Here are some alternatives:
- Amazon and other online retailers: Already Amazon carries the vast majority of LDS books, and many other online retailers are not far behind.
- Online retailers usually have very large audiences, much larger than Deseret Book and all LDS stores together.
- It is relatively easy to get books listed on most of these retailers.
- LDS Books are often hard to find because the books aren’t labeled as LDS in any way. While Amazon does have an LDS or Mormon category, it is only for books whose subject is Mormonism.
- Each title is one among as many as 5 million or more.
- Authors and publishers still have a significant amount of promotion work to do to let consumers know that the book even exists.
- Only 10% of sales end occur on line.
- An Independent LDS Online Retailer: By this, I mean a retailer independent of Deseret Book.
- Depending on how the retailers policies are set up, it should be easy to get books included in its catalog.
- As an LDS store, its organization would be more like that of brick and mortar online stores, and the items it carried would all be identified as LDS.
- The store’s selection would probably be better than brick and mortar LDS stores.
- Since no such store exists, sourcing LDS books might be a problem, especially if major LDS publishers choose not to sell to the store.
- Book Clubs:
- Sales are mostly easier-to-handle bulk sales.
- Book Club consumers are often quite loyal and sophisticated.
- There are probably not many clubs, so the sales they represent are marginal.
- The require a lot of organization and interest by consumers.
- Authors or publishers need lists of clubs to market to or ways of identifying the clubs.
- Book Fairs/Event Sales:
- Its easy to meet large groups of people at events, and often many sales can be made in a short period of time.
- Book fairs can be very attractive to groups wanting to use them as fundraisers.
- Book Fairs can’t really be done in Wards and Stakes anymore, given Church restrictions on fundraising.
- The number of regular events each year isn’t very large–it is difficult to build a business just on that.
- Direct Marketing (aka catalog sales):
- Relatively easy to set up and administer.
- Effort needed is in growing and maintaining mailing list and pesenting materials.
- Requires building a mailing list of 10,000 names or more to make significant sales.

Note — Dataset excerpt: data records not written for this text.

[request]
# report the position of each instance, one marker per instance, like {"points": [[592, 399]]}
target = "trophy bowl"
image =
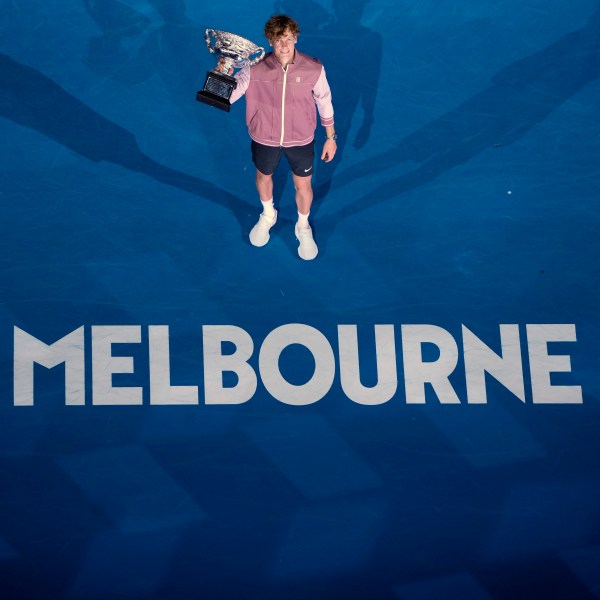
{"points": [[233, 52]]}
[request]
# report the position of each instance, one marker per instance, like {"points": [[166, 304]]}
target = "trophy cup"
{"points": [[233, 52]]}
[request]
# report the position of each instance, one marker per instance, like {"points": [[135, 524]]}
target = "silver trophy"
{"points": [[234, 52]]}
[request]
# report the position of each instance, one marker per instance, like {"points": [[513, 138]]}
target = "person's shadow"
{"points": [[31, 99], [520, 96]]}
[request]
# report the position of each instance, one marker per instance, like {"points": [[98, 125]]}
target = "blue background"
{"points": [[465, 190]]}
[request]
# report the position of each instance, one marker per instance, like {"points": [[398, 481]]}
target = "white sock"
{"points": [[303, 220], [268, 208]]}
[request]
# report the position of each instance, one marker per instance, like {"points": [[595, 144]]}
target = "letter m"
{"points": [[30, 350]]}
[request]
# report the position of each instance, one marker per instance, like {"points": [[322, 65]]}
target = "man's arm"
{"points": [[243, 80], [322, 96]]}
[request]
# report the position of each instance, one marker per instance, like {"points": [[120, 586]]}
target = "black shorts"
{"points": [[301, 158]]}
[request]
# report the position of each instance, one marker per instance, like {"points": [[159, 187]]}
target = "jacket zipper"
{"points": [[283, 103]]}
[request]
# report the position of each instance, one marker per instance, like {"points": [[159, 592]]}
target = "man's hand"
{"points": [[329, 149]]}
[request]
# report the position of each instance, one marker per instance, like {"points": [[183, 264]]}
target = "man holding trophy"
{"points": [[283, 92]]}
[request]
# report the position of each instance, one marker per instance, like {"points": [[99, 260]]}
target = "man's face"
{"points": [[283, 47]]}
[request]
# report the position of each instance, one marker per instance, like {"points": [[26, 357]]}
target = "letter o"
{"points": [[268, 362]]}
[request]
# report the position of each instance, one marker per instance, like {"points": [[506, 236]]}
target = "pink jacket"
{"points": [[280, 104]]}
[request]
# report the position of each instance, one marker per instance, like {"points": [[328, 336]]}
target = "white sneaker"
{"points": [[259, 235], [307, 250]]}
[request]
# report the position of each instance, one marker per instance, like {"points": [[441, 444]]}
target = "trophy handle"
{"points": [[259, 57]]}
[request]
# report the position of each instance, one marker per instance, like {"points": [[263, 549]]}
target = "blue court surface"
{"points": [[413, 415]]}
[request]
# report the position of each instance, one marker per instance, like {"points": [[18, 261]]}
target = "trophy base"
{"points": [[213, 100], [217, 90]]}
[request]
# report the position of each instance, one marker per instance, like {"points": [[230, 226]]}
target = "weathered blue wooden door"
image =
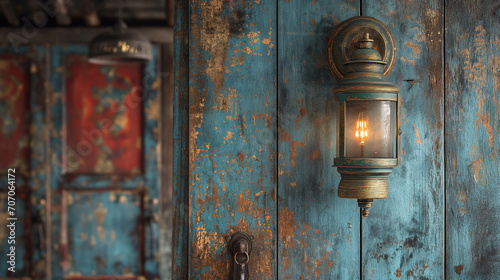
{"points": [[21, 163], [83, 139]]}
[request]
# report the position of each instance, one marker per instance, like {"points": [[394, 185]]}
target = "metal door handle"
{"points": [[240, 246]]}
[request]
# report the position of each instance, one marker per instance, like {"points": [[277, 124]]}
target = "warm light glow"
{"points": [[361, 131]]}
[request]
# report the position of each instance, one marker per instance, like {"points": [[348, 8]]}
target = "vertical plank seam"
{"points": [[48, 169], [443, 53], [360, 215]]}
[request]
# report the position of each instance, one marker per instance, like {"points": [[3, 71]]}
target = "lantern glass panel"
{"points": [[370, 129]]}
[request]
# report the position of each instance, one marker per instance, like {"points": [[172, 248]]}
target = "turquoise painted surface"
{"points": [[232, 130], [318, 231], [403, 237], [147, 181], [473, 140]]}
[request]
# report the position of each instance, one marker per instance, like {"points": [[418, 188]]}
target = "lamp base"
{"points": [[363, 187]]}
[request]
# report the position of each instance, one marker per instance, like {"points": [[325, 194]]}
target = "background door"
{"points": [[255, 142]]}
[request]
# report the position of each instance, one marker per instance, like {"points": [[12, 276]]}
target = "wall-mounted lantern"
{"points": [[361, 52]]}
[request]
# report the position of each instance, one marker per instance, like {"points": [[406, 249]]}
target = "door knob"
{"points": [[240, 246]]}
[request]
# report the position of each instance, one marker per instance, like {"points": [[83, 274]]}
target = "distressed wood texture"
{"points": [[318, 231], [180, 244], [21, 133], [232, 126], [102, 134], [129, 101], [403, 237], [473, 139], [14, 95]]}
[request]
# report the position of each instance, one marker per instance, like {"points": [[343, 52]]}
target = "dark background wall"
{"points": [[255, 141]]}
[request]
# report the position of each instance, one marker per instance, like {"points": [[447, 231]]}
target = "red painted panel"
{"points": [[103, 118], [14, 92]]}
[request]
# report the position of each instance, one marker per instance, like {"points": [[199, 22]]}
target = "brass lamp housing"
{"points": [[362, 78]]}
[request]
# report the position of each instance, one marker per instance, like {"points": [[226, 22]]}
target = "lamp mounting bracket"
{"points": [[345, 37]]}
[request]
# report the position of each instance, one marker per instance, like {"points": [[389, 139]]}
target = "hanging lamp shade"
{"points": [[119, 46]]}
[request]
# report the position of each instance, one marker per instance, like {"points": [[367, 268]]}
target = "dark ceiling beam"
{"points": [[62, 16], [170, 12], [90, 13], [9, 13]]}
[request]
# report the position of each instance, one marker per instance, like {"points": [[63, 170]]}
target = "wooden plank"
{"points": [[403, 237], [148, 180], [180, 244], [169, 12], [318, 231], [9, 13], [16, 37], [22, 242], [103, 113], [232, 126], [472, 140], [62, 15], [103, 235]]}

- Person to Person Marketing (representatives in each ward/stake):
- Would probably give the best coverage of the market.

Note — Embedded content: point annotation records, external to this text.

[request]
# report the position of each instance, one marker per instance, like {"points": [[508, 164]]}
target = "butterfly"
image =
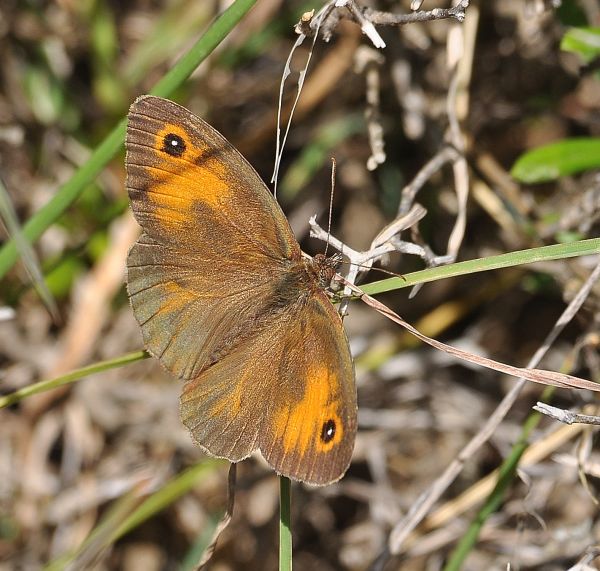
{"points": [[229, 304]]}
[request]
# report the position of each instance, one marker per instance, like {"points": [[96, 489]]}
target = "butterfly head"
{"points": [[326, 268]]}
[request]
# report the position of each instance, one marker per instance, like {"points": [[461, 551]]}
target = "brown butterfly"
{"points": [[227, 302]]}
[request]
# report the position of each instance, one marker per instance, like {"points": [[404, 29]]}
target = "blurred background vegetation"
{"points": [[102, 475]]}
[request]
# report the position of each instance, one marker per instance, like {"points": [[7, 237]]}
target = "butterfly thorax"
{"points": [[324, 268]]}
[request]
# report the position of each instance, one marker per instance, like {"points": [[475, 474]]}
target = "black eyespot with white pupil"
{"points": [[328, 431], [173, 145]]}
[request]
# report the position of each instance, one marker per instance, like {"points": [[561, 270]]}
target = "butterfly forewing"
{"points": [[225, 301]]}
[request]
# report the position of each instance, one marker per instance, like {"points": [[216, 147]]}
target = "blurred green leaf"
{"points": [[563, 158], [584, 42], [61, 278]]}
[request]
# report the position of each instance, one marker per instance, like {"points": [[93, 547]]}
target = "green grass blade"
{"points": [[506, 477], [75, 375], [26, 252], [129, 512], [285, 524], [584, 42], [562, 158], [70, 191], [542, 254]]}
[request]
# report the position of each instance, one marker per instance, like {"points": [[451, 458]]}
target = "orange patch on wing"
{"points": [[302, 423], [182, 181]]}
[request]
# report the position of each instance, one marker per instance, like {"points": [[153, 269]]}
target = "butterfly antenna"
{"points": [[382, 270], [333, 171]]}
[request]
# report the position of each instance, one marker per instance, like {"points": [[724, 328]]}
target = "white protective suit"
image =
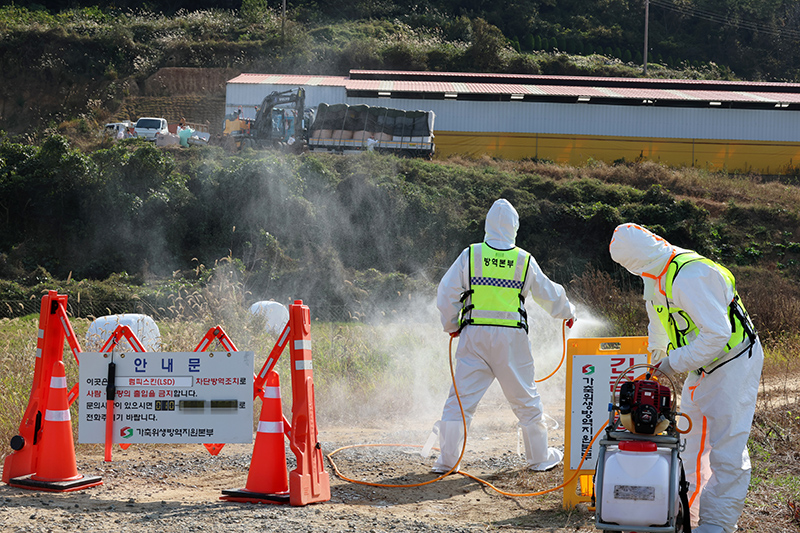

- Just to cover all LDS stakes would require more than 1,000 representative.
- Sales in a single stake may not be enough to support a full-time representative.

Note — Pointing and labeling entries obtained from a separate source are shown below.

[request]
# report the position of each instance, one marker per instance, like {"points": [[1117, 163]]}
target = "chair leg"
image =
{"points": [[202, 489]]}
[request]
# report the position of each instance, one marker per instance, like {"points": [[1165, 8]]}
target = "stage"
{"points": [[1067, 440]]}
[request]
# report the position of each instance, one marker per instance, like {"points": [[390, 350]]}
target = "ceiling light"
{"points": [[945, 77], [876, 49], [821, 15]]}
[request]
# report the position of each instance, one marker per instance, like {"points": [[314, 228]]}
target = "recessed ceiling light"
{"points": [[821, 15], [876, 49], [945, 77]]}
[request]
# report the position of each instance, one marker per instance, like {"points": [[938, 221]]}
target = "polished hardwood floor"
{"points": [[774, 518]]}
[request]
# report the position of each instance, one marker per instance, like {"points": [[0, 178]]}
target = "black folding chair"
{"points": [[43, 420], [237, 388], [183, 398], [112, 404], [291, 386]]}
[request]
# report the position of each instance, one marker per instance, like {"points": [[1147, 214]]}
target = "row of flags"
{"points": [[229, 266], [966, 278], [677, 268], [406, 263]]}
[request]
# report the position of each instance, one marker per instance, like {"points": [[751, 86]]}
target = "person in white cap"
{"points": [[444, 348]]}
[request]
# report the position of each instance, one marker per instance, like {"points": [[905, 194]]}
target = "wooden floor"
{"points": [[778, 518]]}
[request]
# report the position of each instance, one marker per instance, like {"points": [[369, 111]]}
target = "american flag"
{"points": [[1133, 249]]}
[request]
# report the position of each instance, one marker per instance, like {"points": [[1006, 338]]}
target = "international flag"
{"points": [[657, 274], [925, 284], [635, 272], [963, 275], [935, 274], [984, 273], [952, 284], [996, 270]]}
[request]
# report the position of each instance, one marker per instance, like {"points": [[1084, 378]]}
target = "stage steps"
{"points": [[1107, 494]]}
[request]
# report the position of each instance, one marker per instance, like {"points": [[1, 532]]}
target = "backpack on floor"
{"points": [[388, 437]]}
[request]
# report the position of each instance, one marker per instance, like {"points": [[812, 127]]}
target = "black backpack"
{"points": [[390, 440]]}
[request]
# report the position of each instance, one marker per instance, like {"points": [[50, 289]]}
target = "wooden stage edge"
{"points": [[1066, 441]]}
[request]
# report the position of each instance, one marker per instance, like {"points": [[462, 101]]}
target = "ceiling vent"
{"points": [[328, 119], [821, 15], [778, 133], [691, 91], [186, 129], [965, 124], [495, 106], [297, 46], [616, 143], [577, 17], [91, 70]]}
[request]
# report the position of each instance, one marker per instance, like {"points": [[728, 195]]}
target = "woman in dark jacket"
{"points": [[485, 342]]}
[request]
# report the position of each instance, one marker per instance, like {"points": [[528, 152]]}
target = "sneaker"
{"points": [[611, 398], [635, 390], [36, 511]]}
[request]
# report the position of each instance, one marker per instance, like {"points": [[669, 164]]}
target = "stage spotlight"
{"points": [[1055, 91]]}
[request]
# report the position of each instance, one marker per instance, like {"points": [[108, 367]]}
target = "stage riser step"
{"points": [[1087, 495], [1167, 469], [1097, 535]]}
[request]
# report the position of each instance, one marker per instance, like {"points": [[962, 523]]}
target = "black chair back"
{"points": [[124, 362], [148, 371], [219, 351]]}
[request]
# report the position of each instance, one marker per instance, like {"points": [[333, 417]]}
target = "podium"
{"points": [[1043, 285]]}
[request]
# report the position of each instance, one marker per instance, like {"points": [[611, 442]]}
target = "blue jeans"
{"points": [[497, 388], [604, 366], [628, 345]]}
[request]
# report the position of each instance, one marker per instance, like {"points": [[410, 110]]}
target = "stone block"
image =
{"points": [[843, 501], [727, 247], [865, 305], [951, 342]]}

- Turnover and getting reps to do what is needed would be a significant management headache.
- Multi-level Marketing:
- Allows growing a network of representatives quickly.
- Also brings in sales quickly and maybe at a higher rate than other things.
- The margins available to pay representatives may not be high enough to support a MLM network.
- Many people consider this sales model to be ethically questionable.
I don’t know if the above will help authors or publishers directly. I hope it will. It could also give publishers, authors and others ideas for what to do to build their sales. Better yet would be if this led to an idea to improve and strengthen the independence of the LDS market.